El Gobierno ‘de izquierdas’, desautorizado y desbordado

La mentira se ha instalado en la lista inagotable de portavoces de mañana, tarde y noche de este Gobierno, que se dice de izquierdas. Y al que se les mueren abandonados e infectados de coranovirus decenas de ancianos de residencias de la tercera edad, y algunos de ellos -como denunciaron la UME y la ministra Robles- en unas condiciones de soledad y espanto, junto a otros ancianos vivos y puede que también enfermos y contagiados.

El asunto es tan grave que el Gobierno -a pesar de que estos muertos los encontró la UME cuando iba a desinfectar residencias- dice, mintiendo sin pudor, que no sabe cuántos son a pesar de las reiteradas preguntas de los medios. Lo que da una idea de la gravedad de lo ocurrido, que Sánchez e Iglesias han decidido ocultar para evitar otra ola, y esta de indignación y de furia nacional.

Y esto ocurre en España con un Gobierno que se dice ‘de izquierdas’, en el que están representados los socialistas del PSOE, los populistas radicales de UP y los comunistas de IU. Y sin que nadie dimita -por ejemplo Pablo Iglesias que es el vicepresidente de Asuntos Sociales- o sea cesado por el Presidente como podría ser el caso del ministro de Sanidad, Salvador Illa, que no sabe nada de Sanidad y no puede con el cargo y la responsabilidad.

El Gobierno de Sánchez e Iglesias, de muy escaso nivel y muy mal avenido entre ellos, está desbordado, miente sin cesar. Y no se atreve a poner en marcha los ‘tests rápidos’ de detección del coranovirus -que dice tener en su poder lo que está por ver- por temor a la avalancha, la ola o más bien el tsunami de los miles contagiados que podrían emerger de los domicilios donde probablemente están confinada una legión de enfermos contagiados y contagiosos.

Los que podrían duplicar, en cuestión de días o semanas, los cifras que se han publicado ayer y que hoy superarán con creces los 40.000 contagiados y los 3.000 fallecidos. Entre otras cosas porque el personal sanitario -que ya sufre 5.400 contagiados, entre médicos, enfermeras y auxiliares- carece del material sanitario que los pueda proteger, y no estaría en condiciones de hacer frente a la nueva oleada de enfermos.

Lo que, de seguir esto así, nos conduce a un horizonte tenebroso que nos ha de llevar a mediados de abril a superar los 100.000 enfermos y los 10.000 fallecidos, mientras el contagio del personal sanitario crece sin cesar. Todo un panorama dantesco al que ahora se aproxima Italia donde no acaban de ver la cima o ‘el pico’ del contagio para comenzar a bajar y mejorar.

Y ¿qué cuota de responsabilidad tiene el Gobierno en todo esto? En lo de los ancianos muertos y abandonados toda por no haber enviado, ante los primeros indicios, una fuerza de choque sanitaria. Y en la estrategia global de la batalla sanitaria, mucha, porque el Ministro de Sanidad carece de una importante experiencia política y no sabe nada de Sanidad.
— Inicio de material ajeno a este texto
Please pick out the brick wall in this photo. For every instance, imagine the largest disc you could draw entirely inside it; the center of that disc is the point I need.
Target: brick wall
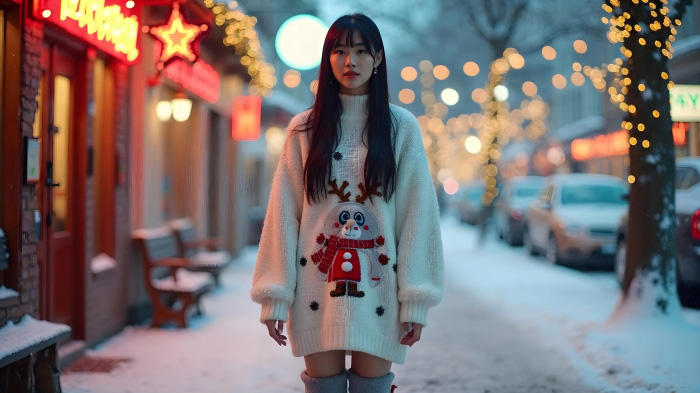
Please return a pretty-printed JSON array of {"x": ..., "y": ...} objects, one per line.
[{"x": 23, "y": 275}]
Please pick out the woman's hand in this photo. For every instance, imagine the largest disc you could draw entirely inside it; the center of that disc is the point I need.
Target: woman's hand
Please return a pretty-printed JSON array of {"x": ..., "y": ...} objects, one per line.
[
  {"x": 276, "y": 333},
  {"x": 413, "y": 335}
]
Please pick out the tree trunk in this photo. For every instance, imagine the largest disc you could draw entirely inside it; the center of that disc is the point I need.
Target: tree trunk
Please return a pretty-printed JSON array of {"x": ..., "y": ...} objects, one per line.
[{"x": 649, "y": 287}]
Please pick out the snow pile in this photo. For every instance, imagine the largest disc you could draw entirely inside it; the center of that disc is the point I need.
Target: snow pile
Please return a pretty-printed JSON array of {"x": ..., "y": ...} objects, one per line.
[
  {"x": 6, "y": 293},
  {"x": 101, "y": 263},
  {"x": 27, "y": 332}
]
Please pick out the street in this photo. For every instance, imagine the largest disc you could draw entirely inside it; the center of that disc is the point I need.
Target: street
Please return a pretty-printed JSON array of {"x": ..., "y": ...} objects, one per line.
[{"x": 475, "y": 341}]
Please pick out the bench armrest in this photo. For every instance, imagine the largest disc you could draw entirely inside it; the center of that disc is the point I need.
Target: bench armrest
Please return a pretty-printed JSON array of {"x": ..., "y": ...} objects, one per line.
[
  {"x": 172, "y": 262},
  {"x": 210, "y": 244}
]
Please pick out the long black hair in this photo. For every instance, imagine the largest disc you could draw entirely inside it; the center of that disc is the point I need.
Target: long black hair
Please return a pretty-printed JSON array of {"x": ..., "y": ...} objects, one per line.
[{"x": 324, "y": 120}]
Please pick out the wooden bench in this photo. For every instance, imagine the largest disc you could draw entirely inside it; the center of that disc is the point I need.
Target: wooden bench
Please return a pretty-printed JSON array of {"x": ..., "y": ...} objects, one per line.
[
  {"x": 171, "y": 287},
  {"x": 28, "y": 357},
  {"x": 204, "y": 254}
]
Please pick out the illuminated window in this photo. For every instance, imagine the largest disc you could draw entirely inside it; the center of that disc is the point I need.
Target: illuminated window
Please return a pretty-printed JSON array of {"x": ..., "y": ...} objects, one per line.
[{"x": 104, "y": 170}]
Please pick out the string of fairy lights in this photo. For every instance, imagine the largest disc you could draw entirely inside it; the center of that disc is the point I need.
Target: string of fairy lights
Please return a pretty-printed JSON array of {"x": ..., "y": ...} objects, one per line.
[
  {"x": 241, "y": 35},
  {"x": 657, "y": 34},
  {"x": 495, "y": 126}
]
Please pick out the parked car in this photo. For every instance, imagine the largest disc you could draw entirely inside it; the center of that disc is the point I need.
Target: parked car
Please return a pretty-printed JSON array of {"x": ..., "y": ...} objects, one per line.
[
  {"x": 510, "y": 206},
  {"x": 575, "y": 219},
  {"x": 469, "y": 202},
  {"x": 687, "y": 235}
]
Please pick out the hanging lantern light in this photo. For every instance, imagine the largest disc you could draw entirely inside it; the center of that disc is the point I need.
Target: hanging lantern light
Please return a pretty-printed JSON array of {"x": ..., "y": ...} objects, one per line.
[{"x": 182, "y": 106}]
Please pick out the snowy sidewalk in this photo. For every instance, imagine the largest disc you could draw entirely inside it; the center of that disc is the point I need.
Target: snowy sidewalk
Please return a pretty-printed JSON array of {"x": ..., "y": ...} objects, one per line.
[{"x": 509, "y": 323}]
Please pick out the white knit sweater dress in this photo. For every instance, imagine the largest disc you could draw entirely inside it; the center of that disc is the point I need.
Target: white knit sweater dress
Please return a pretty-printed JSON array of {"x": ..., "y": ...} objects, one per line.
[{"x": 345, "y": 273}]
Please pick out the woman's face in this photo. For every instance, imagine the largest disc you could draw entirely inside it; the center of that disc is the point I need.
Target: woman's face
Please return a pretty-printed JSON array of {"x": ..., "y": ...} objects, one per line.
[{"x": 353, "y": 66}]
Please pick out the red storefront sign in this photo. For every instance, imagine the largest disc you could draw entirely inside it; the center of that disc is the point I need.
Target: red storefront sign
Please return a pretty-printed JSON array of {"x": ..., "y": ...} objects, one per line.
[
  {"x": 617, "y": 143},
  {"x": 110, "y": 25},
  {"x": 246, "y": 118}
]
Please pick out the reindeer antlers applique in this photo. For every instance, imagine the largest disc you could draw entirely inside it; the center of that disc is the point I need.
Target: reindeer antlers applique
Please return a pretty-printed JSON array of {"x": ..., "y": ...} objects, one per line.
[
  {"x": 344, "y": 197},
  {"x": 367, "y": 193}
]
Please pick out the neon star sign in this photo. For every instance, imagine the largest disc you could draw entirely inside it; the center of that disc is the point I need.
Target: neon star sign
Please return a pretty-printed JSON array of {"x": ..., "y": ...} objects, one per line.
[
  {"x": 109, "y": 25},
  {"x": 178, "y": 38}
]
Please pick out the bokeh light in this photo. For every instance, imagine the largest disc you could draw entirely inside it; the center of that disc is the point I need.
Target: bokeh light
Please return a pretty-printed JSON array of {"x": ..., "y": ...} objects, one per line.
[
  {"x": 409, "y": 74},
  {"x": 516, "y": 60},
  {"x": 407, "y": 96},
  {"x": 549, "y": 53},
  {"x": 500, "y": 92},
  {"x": 529, "y": 89},
  {"x": 471, "y": 69},
  {"x": 559, "y": 81},
  {"x": 472, "y": 144},
  {"x": 425, "y": 66},
  {"x": 449, "y": 96},
  {"x": 479, "y": 95},
  {"x": 580, "y": 46},
  {"x": 441, "y": 72},
  {"x": 299, "y": 41},
  {"x": 292, "y": 78}
]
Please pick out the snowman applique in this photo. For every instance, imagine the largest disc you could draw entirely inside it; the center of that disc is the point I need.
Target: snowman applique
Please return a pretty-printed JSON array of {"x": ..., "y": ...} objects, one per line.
[{"x": 349, "y": 229}]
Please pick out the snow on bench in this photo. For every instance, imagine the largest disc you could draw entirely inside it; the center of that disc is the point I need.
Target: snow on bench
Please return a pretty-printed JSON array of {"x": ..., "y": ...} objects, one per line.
[
  {"x": 28, "y": 336},
  {"x": 185, "y": 281}
]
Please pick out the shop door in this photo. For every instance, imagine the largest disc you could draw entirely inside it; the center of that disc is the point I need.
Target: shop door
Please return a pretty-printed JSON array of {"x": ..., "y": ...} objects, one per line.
[{"x": 56, "y": 192}]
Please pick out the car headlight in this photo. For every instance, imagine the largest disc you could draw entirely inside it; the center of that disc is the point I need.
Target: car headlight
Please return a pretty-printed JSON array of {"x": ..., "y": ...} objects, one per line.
[{"x": 575, "y": 231}]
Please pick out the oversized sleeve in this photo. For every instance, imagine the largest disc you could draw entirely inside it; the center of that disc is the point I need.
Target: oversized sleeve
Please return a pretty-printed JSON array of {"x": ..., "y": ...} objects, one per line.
[
  {"x": 274, "y": 279},
  {"x": 420, "y": 264}
]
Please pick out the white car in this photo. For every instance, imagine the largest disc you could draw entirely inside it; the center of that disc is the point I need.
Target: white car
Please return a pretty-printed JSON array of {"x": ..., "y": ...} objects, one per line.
[{"x": 575, "y": 219}]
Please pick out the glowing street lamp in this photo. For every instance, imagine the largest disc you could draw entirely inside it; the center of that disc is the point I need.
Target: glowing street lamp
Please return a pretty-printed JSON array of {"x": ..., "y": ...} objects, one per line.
[{"x": 299, "y": 41}]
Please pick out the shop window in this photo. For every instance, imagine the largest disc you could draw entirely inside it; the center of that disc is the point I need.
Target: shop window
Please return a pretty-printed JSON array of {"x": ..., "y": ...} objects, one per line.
[
  {"x": 61, "y": 140},
  {"x": 103, "y": 148}
]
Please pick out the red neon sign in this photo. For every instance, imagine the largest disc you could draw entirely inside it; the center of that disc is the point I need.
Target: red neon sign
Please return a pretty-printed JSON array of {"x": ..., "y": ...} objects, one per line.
[
  {"x": 246, "y": 118},
  {"x": 107, "y": 24},
  {"x": 178, "y": 38},
  {"x": 200, "y": 78}
]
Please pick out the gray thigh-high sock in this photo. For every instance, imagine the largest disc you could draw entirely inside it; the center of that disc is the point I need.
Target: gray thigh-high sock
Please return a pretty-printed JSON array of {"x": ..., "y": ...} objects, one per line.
[
  {"x": 333, "y": 384},
  {"x": 360, "y": 384}
]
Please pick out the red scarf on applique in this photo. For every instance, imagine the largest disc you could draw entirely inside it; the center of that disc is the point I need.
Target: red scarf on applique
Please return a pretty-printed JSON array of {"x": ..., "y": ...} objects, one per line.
[{"x": 334, "y": 243}]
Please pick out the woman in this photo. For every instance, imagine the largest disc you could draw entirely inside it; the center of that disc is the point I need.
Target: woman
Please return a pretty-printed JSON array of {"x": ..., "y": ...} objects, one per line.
[{"x": 350, "y": 249}]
Y porque este Gobierno ha llegado tarde a todo -como también ocurre en otros países- y carece de nivel político, cohesión interna y de una mayoría parlamentaria estable y ajena al continuo chantaje del soberanismo vasco y catalán.

¿Existe alguna solución o alternativa política a esta situación? Parece difícil pero no imposible, para ello sería necesario otro Gobierno de muy alto nivel en experiencia de gestión política, con técnicos de reconocido prestigio en la Sanidad y con una amplia mayoría parlamentaria que ofrezca tiempo y la necesaria estabilidad. Y eso ¿cómo se hace? Con un pacto PSOE-PP, un poco de audacia y buena voluntad.